# Kuraki CNC Horizontal Milling Machine - Oregon.  Free to good home.



## MikeInOr (May 30, 2019)

https://bend.craigslist.org/tls/d/bend-kuraki-cnc-milling-machine/6891641167.html 

Kuraki Model MH400P
Horizontal Mill
Free to a good home. You haul.
Okipath control
BT40 spindle
24-toolholder tool-changer carousel
Twin pallets with 5º increment pallet rotation
Chip auger
Coolant Tank
Ability to run DNC with Predator CNC Editor software
15+ BT40 tool holders included
Works fine. No longer need.


----------



## T Bredehoft (May 30, 2019)

I'm glad I'm past the age of acquisition. I'd sure like to have that to play with.
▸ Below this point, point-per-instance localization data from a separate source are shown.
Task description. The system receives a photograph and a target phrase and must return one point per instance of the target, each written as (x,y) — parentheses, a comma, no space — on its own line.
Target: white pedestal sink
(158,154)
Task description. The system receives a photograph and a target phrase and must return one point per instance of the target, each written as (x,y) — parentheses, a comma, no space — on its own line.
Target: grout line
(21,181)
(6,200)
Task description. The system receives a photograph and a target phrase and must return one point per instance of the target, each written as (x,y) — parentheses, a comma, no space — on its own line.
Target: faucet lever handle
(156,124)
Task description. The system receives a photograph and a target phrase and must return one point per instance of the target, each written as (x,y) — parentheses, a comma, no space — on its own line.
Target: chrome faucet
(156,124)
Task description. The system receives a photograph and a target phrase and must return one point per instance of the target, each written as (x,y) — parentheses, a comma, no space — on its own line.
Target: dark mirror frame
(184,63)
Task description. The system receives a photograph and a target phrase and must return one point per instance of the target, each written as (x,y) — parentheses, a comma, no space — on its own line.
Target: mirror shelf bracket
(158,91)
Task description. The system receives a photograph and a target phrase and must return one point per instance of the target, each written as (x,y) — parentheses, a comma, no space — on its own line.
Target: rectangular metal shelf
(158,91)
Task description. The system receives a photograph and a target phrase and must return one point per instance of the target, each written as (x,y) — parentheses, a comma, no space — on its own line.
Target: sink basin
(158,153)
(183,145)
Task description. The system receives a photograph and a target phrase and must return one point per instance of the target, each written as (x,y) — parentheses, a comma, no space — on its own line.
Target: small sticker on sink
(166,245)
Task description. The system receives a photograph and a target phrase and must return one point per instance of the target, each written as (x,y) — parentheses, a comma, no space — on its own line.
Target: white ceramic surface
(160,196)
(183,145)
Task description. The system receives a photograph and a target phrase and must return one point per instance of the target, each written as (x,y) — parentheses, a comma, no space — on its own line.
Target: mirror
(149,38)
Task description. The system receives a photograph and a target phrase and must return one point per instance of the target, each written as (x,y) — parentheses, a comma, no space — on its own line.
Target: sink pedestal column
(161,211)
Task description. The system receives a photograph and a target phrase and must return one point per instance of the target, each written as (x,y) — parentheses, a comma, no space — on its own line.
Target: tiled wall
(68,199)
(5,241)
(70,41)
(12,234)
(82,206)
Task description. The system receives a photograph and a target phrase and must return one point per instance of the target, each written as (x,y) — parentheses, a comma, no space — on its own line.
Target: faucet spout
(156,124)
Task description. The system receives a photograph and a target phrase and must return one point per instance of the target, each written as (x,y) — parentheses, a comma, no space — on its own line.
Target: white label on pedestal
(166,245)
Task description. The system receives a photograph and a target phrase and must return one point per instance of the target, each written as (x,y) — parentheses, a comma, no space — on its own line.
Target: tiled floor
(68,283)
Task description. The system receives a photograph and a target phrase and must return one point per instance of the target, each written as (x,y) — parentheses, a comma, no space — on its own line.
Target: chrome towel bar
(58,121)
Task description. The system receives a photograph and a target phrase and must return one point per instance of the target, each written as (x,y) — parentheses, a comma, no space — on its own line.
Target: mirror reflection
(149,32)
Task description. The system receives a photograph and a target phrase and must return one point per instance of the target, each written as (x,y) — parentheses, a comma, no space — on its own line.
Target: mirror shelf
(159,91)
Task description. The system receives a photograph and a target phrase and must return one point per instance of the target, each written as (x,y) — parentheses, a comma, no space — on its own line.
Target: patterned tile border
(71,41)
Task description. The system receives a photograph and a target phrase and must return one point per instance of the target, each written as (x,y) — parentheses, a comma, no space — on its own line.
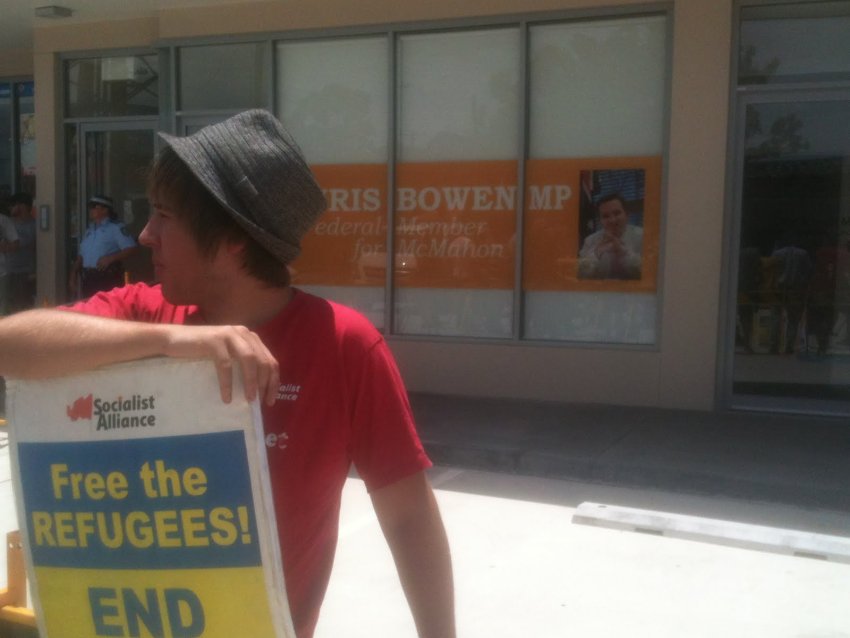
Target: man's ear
(233,247)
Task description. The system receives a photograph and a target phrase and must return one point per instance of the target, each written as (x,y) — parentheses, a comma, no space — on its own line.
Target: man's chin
(173,294)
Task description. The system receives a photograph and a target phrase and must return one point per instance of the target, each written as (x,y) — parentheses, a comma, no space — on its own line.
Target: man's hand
(229,346)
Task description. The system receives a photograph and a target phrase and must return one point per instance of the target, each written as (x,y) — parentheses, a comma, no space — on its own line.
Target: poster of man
(611,224)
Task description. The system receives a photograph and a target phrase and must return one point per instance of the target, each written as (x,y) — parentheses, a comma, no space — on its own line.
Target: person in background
(230,206)
(106,243)
(9,243)
(21,263)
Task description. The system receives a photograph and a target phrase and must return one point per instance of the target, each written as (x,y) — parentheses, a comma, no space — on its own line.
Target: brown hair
(208,220)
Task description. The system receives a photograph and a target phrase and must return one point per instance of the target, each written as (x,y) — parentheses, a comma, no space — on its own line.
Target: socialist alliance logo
(80,409)
(113,414)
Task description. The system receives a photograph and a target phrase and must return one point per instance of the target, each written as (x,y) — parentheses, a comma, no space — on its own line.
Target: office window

When I was old enough to understand that people disn't live forever, my father, a Life Insurance Salesman, told me that male children born when I was were expected to live to be a certain age. I'm twelve years past my _Use By_ date.


----------



## brino (May 30, 2019)

The only guy I know that:
1) has the equipment to move it and
2) could fully understand it and put it to good use is @JimDawson.
He's even in the right state, it looks like they are about 124 miles apart.

-brino


----------



## JimDawson (May 30, 2019)

brino said:


> The only guy I know that:
> 1) has the equipment to move it and
> 2) could fully understand it and put it to good use is @JimDawson.
> He's even in the right state, it looks like they are about 124 miles apart.
> ...



If I only had room


----------



## T Bredehoft (May 30, 2019)

JimDawson said:


> If I only had room



Yeah, that's what they all say.


----------



## cjtoombs (May 30, 2019)

I'm glad this is too far away.  I can't pass up free, but ~$800 to drive up and get it means I'm safe for now.


----------



## MikeInOr (May 30, 2019)

I am about 5 miles away.... Let me know if you need help packing it up Jim?

I even have an extra hand truck that you can borrow!   LOL


----------



## markba633csi (May 30, 2019)

That WOULD be fun to play with- tape drive even.. wow
Safely far away from me and my overfilled garage 
M


----------